Now he is the sole executive in charge of a company that has giant businesses in search, advertising, maps, smartphone software and online video, as well as a variety of fledgling bets in far-off areas like drone deliveries and internet-beaming balloons.
In recent years, Mr. Page and Mr. Brin seemed to have lost interest in running the company they founded. The reorganization into a holding company was in part intended to address that. While Mr. Pichai took the reins of the often messy business of Google, Mr. Page and Mr. Brin would focus on what were effectively science projects.
Mr. Brin moved his desk for a time to X, the so-called moonshot lab where engineers worked on projects that were likely to fail - but had big potential if they didn't. Mr. Page was rarely a presence on Google's campus and was working on long-shot technology problems and personal side projects like his flying-car start-up, Kitty Hawk.
They have largely disappeared from public view, at least as company representatives. Mr. Page did not speak on Alphabet's quarterly earnings calls, appear for congressional testimony like other tech executives over the last year, or sit for interviews with journalists. One of Mr. Brin's few on-the-record comments to journalists in recent years came at San Francisco International Airport when he was protesting President Trump's immigration policy. He told reporters he was there as a private citizen. While Mr. Page and Mr. Brin had been a regular presence at weekly all-staff meetings in Google's early years, they had all but stopped appearing over the last year.
One of Mr.
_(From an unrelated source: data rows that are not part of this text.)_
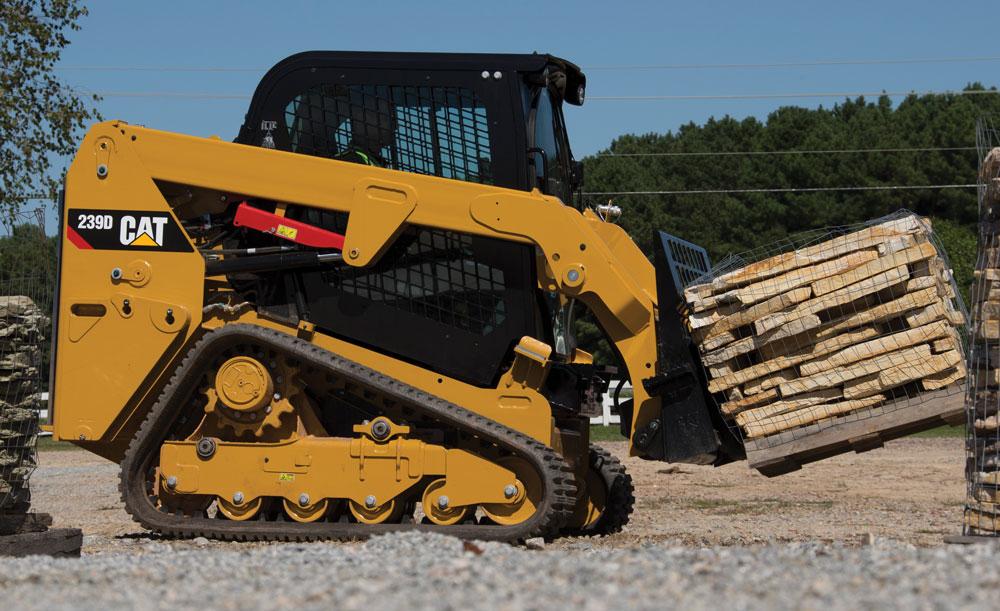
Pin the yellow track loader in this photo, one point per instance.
(358, 316)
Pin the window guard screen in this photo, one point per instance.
(441, 131)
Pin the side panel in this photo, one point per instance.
(130, 289)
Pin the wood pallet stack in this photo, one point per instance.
(982, 515)
(838, 327)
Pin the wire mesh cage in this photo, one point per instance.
(25, 291)
(983, 399)
(830, 326)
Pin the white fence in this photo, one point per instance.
(607, 418)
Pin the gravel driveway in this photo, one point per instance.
(421, 570)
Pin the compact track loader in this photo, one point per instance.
(364, 303)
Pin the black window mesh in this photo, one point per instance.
(434, 274)
(441, 131)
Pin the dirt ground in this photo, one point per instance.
(912, 491)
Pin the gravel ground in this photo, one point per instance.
(701, 537)
(421, 570)
(911, 491)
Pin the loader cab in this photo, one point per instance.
(485, 118)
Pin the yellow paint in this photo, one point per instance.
(112, 365)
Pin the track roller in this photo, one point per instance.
(437, 509)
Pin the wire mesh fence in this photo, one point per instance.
(25, 293)
(828, 327)
(982, 516)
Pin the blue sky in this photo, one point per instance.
(254, 35)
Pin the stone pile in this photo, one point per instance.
(22, 330)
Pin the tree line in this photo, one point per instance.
(735, 223)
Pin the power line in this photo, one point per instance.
(801, 64)
(785, 190)
(623, 98)
(171, 94)
(793, 152)
(692, 66)
(771, 96)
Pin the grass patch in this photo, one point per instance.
(47, 444)
(942, 431)
(605, 433)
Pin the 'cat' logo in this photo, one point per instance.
(142, 231)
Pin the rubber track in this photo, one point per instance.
(621, 492)
(555, 509)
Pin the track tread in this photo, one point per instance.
(554, 511)
(621, 494)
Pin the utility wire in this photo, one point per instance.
(619, 98)
(785, 190)
(772, 96)
(693, 66)
(803, 64)
(793, 152)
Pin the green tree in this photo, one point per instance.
(40, 116)
(740, 223)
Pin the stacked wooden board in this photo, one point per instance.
(839, 327)
(982, 515)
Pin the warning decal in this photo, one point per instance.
(125, 230)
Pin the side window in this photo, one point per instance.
(441, 131)
(548, 138)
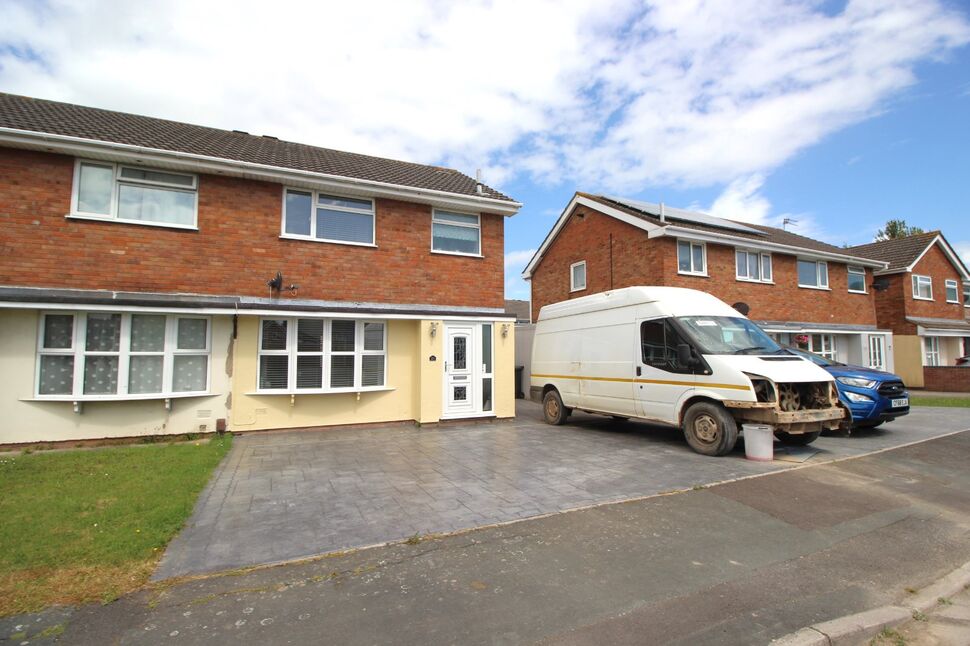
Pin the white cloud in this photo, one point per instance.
(611, 95)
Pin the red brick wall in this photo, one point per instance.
(784, 300)
(936, 265)
(947, 378)
(236, 249)
(638, 260)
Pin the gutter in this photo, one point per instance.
(219, 165)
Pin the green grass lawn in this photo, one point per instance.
(950, 402)
(89, 525)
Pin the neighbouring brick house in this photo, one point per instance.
(804, 292)
(924, 298)
(161, 277)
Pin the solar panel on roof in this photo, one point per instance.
(686, 216)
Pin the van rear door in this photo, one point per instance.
(662, 381)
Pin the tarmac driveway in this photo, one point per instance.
(287, 495)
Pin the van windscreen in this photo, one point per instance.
(728, 335)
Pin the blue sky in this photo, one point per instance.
(839, 114)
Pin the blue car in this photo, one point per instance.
(872, 396)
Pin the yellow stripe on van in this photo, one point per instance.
(647, 381)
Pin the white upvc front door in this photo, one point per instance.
(468, 372)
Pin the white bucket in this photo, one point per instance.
(759, 442)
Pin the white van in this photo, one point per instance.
(677, 356)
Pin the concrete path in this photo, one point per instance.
(284, 496)
(737, 563)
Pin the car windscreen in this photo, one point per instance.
(728, 335)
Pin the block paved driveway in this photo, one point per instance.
(286, 495)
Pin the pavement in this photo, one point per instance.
(282, 496)
(742, 562)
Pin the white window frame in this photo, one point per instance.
(955, 286)
(315, 203)
(931, 351)
(292, 324)
(919, 280)
(573, 287)
(852, 270)
(477, 225)
(819, 274)
(117, 181)
(124, 354)
(762, 258)
(693, 270)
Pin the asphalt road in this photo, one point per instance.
(737, 563)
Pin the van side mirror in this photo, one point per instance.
(684, 355)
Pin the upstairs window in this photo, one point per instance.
(814, 274)
(952, 291)
(320, 355)
(922, 288)
(456, 233)
(111, 355)
(691, 258)
(577, 276)
(752, 266)
(857, 280)
(309, 215)
(134, 194)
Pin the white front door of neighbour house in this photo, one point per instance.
(468, 375)
(877, 352)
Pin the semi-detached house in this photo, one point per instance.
(161, 277)
(801, 291)
(924, 298)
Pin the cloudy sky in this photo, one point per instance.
(837, 114)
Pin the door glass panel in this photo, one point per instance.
(460, 356)
(487, 348)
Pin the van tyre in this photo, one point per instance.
(710, 429)
(553, 410)
(797, 439)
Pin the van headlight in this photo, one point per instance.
(857, 382)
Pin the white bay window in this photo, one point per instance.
(135, 195)
(97, 355)
(321, 355)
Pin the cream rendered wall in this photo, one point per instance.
(49, 421)
(908, 359)
(253, 412)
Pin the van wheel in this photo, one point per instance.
(710, 429)
(797, 439)
(553, 410)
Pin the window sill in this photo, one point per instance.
(110, 398)
(323, 391)
(140, 223)
(457, 253)
(326, 241)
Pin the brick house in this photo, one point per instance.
(160, 277)
(801, 291)
(924, 298)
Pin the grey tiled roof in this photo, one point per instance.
(39, 115)
(768, 234)
(899, 253)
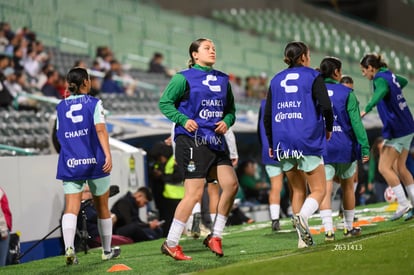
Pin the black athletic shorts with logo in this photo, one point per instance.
(196, 160)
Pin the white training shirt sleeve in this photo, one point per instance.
(99, 115)
(231, 143)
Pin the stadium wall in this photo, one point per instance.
(390, 13)
(36, 197)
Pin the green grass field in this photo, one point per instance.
(383, 248)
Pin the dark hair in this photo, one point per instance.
(146, 191)
(75, 78)
(328, 66)
(375, 60)
(293, 52)
(347, 79)
(194, 48)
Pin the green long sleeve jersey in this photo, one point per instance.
(382, 89)
(352, 107)
(176, 89)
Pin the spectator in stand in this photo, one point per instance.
(95, 66)
(80, 63)
(41, 78)
(19, 57)
(104, 57)
(4, 62)
(95, 86)
(109, 85)
(50, 87)
(14, 88)
(252, 85)
(34, 62)
(376, 181)
(128, 222)
(6, 98)
(3, 40)
(5, 227)
(156, 65)
(127, 82)
(7, 30)
(61, 86)
(20, 85)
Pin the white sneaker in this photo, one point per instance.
(114, 253)
(303, 229)
(399, 213)
(70, 256)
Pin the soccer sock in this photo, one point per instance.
(308, 208)
(274, 211)
(69, 229)
(176, 229)
(189, 223)
(219, 225)
(326, 216)
(349, 218)
(399, 193)
(197, 208)
(410, 191)
(213, 217)
(335, 188)
(105, 231)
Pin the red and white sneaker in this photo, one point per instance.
(214, 244)
(174, 252)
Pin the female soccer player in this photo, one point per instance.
(298, 120)
(398, 130)
(342, 149)
(84, 157)
(200, 101)
(273, 170)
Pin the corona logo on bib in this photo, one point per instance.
(389, 195)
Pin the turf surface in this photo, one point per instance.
(383, 248)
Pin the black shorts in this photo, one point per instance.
(196, 161)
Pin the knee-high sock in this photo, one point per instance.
(69, 229)
(105, 231)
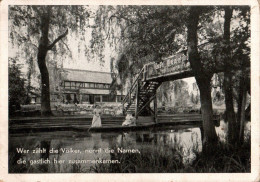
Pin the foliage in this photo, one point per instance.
(37, 30)
(138, 34)
(16, 86)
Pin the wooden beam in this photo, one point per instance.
(148, 102)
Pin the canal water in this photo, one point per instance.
(68, 151)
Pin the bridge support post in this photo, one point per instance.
(155, 108)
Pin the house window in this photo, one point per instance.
(67, 84)
(85, 98)
(120, 98)
(78, 84)
(107, 86)
(73, 84)
(105, 98)
(108, 98)
(91, 85)
(86, 85)
(97, 98)
(99, 85)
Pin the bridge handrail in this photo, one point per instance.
(133, 85)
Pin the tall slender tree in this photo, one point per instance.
(41, 30)
(202, 77)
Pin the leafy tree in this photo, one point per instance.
(40, 32)
(203, 78)
(16, 87)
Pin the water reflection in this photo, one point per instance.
(96, 146)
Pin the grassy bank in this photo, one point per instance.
(225, 159)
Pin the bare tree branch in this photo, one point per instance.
(56, 40)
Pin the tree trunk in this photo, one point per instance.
(241, 107)
(228, 86)
(203, 80)
(45, 91)
(230, 113)
(42, 52)
(210, 136)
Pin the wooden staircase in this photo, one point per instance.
(140, 95)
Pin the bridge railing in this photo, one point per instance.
(179, 63)
(128, 96)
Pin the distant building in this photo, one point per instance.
(81, 86)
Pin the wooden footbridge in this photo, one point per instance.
(152, 75)
(137, 100)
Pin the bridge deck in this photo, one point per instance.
(24, 125)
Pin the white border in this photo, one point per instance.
(246, 177)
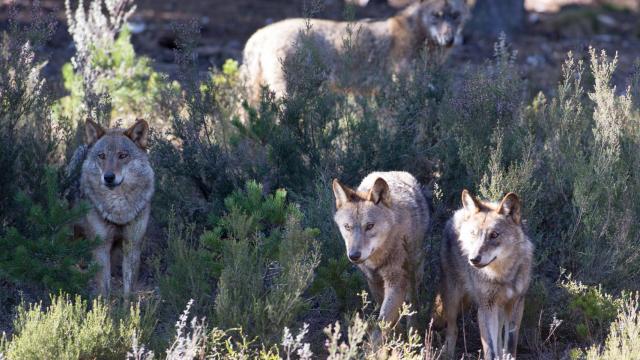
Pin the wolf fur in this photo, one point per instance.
(383, 224)
(486, 259)
(118, 182)
(386, 45)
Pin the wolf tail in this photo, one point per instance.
(71, 185)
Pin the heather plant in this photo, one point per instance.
(105, 78)
(70, 328)
(266, 268)
(622, 342)
(591, 309)
(40, 251)
(29, 139)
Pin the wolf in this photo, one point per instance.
(388, 45)
(117, 180)
(383, 224)
(486, 259)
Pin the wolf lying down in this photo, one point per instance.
(385, 45)
(118, 182)
(485, 256)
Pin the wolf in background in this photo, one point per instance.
(385, 45)
(485, 258)
(383, 224)
(117, 180)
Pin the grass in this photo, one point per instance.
(245, 207)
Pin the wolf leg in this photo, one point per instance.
(451, 303)
(102, 256)
(394, 295)
(132, 248)
(489, 321)
(514, 326)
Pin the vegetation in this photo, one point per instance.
(245, 206)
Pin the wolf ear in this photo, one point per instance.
(93, 132)
(379, 193)
(138, 133)
(469, 202)
(510, 206)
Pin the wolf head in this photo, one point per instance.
(490, 231)
(364, 218)
(114, 151)
(441, 21)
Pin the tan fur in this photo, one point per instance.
(485, 259)
(385, 220)
(119, 210)
(386, 45)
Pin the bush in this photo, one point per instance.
(623, 342)
(105, 79)
(29, 138)
(258, 253)
(269, 260)
(40, 251)
(590, 308)
(191, 270)
(71, 329)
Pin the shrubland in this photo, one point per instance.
(244, 203)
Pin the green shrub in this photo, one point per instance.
(29, 139)
(590, 309)
(71, 329)
(191, 270)
(623, 341)
(40, 250)
(106, 79)
(269, 260)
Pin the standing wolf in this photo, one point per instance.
(117, 180)
(385, 45)
(485, 258)
(383, 224)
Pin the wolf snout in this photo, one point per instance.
(449, 42)
(109, 178)
(476, 260)
(355, 256)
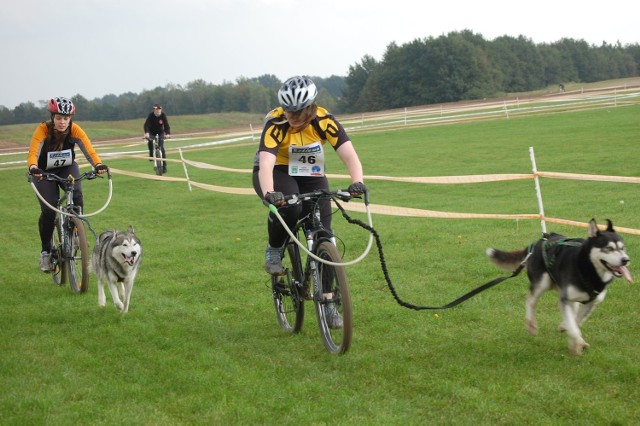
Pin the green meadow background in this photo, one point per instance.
(201, 344)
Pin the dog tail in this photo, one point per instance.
(509, 261)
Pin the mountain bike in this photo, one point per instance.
(70, 255)
(320, 278)
(158, 159)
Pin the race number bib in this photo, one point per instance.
(57, 159)
(307, 160)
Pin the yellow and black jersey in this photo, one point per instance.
(39, 152)
(277, 135)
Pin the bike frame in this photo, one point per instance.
(322, 268)
(70, 237)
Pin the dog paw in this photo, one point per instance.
(578, 347)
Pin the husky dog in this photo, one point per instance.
(115, 259)
(580, 270)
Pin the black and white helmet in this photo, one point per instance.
(297, 93)
(61, 106)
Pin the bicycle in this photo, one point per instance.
(158, 159)
(323, 278)
(70, 254)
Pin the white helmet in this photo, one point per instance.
(297, 93)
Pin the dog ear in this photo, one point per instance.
(610, 226)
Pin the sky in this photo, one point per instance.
(96, 48)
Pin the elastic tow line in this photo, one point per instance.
(401, 302)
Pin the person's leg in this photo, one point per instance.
(78, 197)
(164, 154)
(309, 184)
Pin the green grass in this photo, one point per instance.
(201, 344)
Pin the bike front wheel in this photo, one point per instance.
(288, 297)
(78, 263)
(157, 162)
(333, 301)
(58, 264)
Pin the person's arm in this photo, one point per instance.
(85, 145)
(349, 157)
(167, 128)
(37, 139)
(147, 126)
(265, 174)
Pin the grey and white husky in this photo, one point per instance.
(115, 260)
(579, 269)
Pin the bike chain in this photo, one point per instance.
(392, 287)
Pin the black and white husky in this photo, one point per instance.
(580, 270)
(115, 260)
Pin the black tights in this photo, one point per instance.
(288, 185)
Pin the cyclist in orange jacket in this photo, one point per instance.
(52, 150)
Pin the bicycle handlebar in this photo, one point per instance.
(67, 181)
(342, 194)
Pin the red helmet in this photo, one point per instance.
(61, 106)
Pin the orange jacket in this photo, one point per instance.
(38, 152)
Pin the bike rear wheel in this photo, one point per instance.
(334, 301)
(157, 162)
(58, 265)
(78, 263)
(288, 297)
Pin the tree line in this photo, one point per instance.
(456, 66)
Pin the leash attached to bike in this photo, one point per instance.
(401, 302)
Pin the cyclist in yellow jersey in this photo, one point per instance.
(52, 149)
(291, 159)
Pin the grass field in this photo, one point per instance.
(201, 344)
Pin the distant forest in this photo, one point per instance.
(457, 66)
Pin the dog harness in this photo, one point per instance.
(549, 255)
(550, 250)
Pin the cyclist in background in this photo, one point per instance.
(157, 124)
(291, 159)
(52, 150)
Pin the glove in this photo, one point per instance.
(101, 168)
(357, 188)
(275, 198)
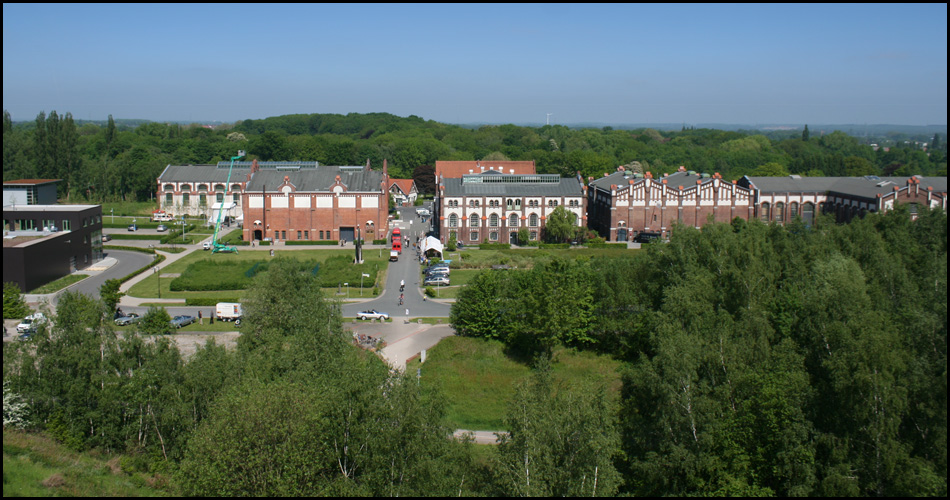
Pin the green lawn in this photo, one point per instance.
(149, 286)
(477, 379)
(36, 466)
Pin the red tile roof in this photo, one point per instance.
(456, 169)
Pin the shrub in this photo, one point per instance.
(13, 304)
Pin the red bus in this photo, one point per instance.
(397, 240)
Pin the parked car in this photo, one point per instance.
(29, 323)
(128, 319)
(183, 320)
(438, 280)
(372, 314)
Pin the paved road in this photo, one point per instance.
(408, 269)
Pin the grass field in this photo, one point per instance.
(36, 466)
(246, 257)
(478, 379)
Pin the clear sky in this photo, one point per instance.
(493, 63)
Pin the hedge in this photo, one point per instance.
(606, 245)
(494, 246)
(197, 301)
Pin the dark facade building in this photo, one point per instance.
(30, 192)
(42, 243)
(780, 199)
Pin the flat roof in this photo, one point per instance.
(29, 182)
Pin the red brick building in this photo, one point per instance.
(315, 203)
(623, 204)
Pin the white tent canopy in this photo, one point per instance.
(432, 243)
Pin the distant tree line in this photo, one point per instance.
(762, 359)
(111, 162)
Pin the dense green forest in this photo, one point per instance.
(760, 360)
(113, 162)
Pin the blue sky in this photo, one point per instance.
(492, 63)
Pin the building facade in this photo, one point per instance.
(310, 202)
(403, 191)
(624, 204)
(780, 199)
(493, 206)
(195, 190)
(42, 243)
(456, 169)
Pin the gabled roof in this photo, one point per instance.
(404, 185)
(202, 173)
(495, 184)
(456, 169)
(319, 179)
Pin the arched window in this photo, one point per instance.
(808, 213)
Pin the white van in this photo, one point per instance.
(229, 311)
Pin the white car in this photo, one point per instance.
(29, 323)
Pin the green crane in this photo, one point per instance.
(215, 246)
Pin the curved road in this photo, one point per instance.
(408, 269)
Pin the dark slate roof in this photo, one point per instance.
(319, 179)
(868, 186)
(202, 173)
(621, 179)
(496, 184)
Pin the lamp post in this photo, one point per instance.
(159, 277)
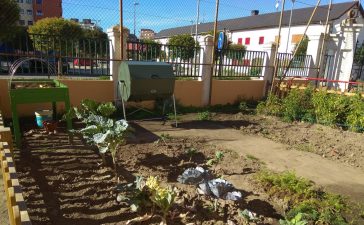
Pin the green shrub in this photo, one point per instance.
(243, 107)
(355, 117)
(312, 204)
(331, 109)
(298, 106)
(272, 106)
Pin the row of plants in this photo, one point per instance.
(101, 130)
(317, 107)
(307, 204)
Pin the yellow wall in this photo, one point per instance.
(187, 92)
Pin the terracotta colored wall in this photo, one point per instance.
(228, 91)
(188, 92)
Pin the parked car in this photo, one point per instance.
(84, 62)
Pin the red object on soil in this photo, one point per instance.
(50, 126)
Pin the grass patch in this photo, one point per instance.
(305, 202)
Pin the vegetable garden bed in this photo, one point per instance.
(67, 184)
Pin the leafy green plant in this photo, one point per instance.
(355, 117)
(330, 109)
(298, 105)
(106, 109)
(182, 46)
(164, 138)
(147, 193)
(306, 203)
(297, 220)
(219, 156)
(161, 196)
(191, 152)
(272, 106)
(243, 107)
(101, 131)
(204, 116)
(249, 216)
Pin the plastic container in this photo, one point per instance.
(43, 115)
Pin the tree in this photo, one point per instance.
(55, 34)
(94, 42)
(182, 46)
(359, 61)
(9, 16)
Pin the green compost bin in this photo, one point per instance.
(141, 81)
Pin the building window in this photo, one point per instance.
(240, 41)
(261, 40)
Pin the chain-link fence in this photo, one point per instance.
(82, 48)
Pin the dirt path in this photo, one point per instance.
(334, 176)
(3, 210)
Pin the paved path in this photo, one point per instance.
(334, 176)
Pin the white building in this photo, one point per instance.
(257, 31)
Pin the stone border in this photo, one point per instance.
(17, 209)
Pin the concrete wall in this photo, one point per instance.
(187, 92)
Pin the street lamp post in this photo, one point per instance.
(197, 20)
(289, 26)
(135, 5)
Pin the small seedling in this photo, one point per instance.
(164, 138)
(252, 157)
(216, 160)
(243, 107)
(191, 152)
(204, 116)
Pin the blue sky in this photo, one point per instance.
(162, 14)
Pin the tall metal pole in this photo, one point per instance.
(277, 46)
(289, 27)
(327, 30)
(213, 51)
(197, 20)
(121, 31)
(135, 4)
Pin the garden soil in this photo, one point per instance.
(66, 183)
(229, 132)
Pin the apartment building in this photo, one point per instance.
(33, 10)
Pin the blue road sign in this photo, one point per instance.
(221, 40)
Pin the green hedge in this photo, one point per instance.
(317, 107)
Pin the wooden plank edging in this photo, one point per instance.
(17, 209)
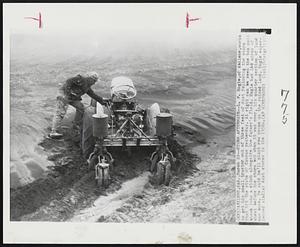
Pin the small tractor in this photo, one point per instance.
(124, 123)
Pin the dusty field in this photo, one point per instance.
(50, 180)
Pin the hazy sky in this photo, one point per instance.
(138, 24)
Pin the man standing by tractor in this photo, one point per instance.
(70, 94)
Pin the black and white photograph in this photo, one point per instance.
(139, 113)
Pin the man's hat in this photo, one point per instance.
(94, 75)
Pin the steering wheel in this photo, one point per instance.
(125, 94)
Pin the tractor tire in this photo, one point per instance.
(160, 174)
(152, 112)
(99, 180)
(105, 181)
(93, 162)
(167, 174)
(87, 138)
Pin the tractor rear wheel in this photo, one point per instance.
(87, 138)
(160, 174)
(103, 178)
(167, 177)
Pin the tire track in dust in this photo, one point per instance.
(106, 205)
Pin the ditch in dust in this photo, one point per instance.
(50, 180)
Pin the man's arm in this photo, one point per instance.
(96, 97)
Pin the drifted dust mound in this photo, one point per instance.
(69, 185)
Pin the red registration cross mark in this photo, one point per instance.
(39, 19)
(188, 20)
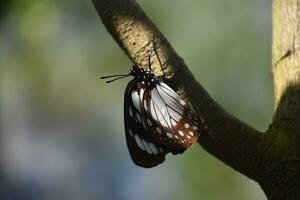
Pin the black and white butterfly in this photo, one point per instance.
(157, 119)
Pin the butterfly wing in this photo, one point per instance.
(143, 149)
(173, 124)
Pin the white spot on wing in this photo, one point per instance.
(147, 146)
(149, 122)
(182, 102)
(169, 135)
(160, 149)
(186, 125)
(159, 131)
(130, 132)
(173, 122)
(181, 133)
(130, 112)
(136, 100)
(191, 133)
(138, 118)
(153, 148)
(164, 106)
(139, 142)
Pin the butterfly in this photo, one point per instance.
(157, 119)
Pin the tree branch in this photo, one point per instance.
(228, 139)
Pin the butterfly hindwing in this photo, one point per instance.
(143, 150)
(173, 123)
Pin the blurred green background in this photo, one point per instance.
(61, 127)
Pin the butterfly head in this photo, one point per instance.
(144, 76)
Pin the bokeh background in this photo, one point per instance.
(61, 127)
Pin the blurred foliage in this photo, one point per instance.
(62, 128)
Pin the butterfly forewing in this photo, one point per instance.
(143, 149)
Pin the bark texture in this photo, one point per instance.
(270, 158)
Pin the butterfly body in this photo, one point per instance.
(157, 119)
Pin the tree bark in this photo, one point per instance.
(270, 158)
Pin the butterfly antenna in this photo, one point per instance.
(150, 54)
(115, 77)
(155, 51)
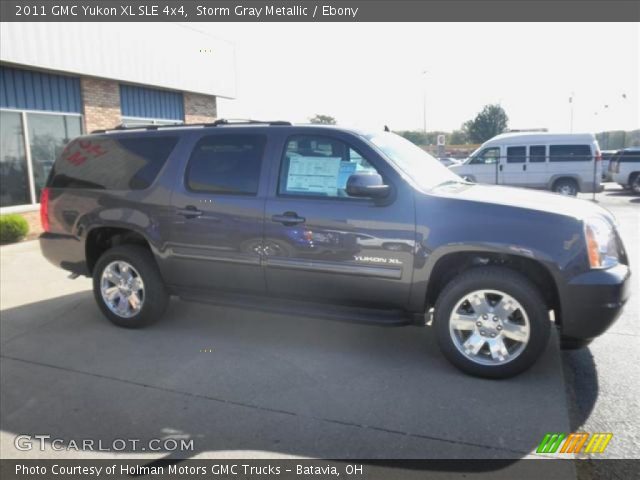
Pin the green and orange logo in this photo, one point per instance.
(574, 443)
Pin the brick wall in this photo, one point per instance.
(199, 108)
(101, 103)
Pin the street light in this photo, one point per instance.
(424, 103)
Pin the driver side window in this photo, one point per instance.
(488, 156)
(319, 166)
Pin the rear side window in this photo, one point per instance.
(516, 154)
(628, 157)
(570, 153)
(319, 166)
(537, 153)
(130, 163)
(226, 164)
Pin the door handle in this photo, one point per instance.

Page's last appearances at the company meeting was last year when he apologized to employees for his handling of the departure of Andy Rubin, a former senior executive who received a $90 million payout after the company deemed sexual harassment claims against him credible. In June, Mr. Page surprised investors and employees when he did not attend Alphabet's shareholder meeting.
In recent years, the freewheeling work culture promoted by Mr. Page and Mr. Brin has run into trouble. Employees have staged public protests over the company's handling of sexual harassment claims against executives, its treatment of contract workers and its work with the Defense Department, federal border agencies and the Chinese government.
The soft-spoken Mr. Pichai has been reluctant to confront the protests head-on, but he has quietly cracked down on employee unrest. Google has halted the weekly company meetings and placed restrictions on what employees can discuss on message boards.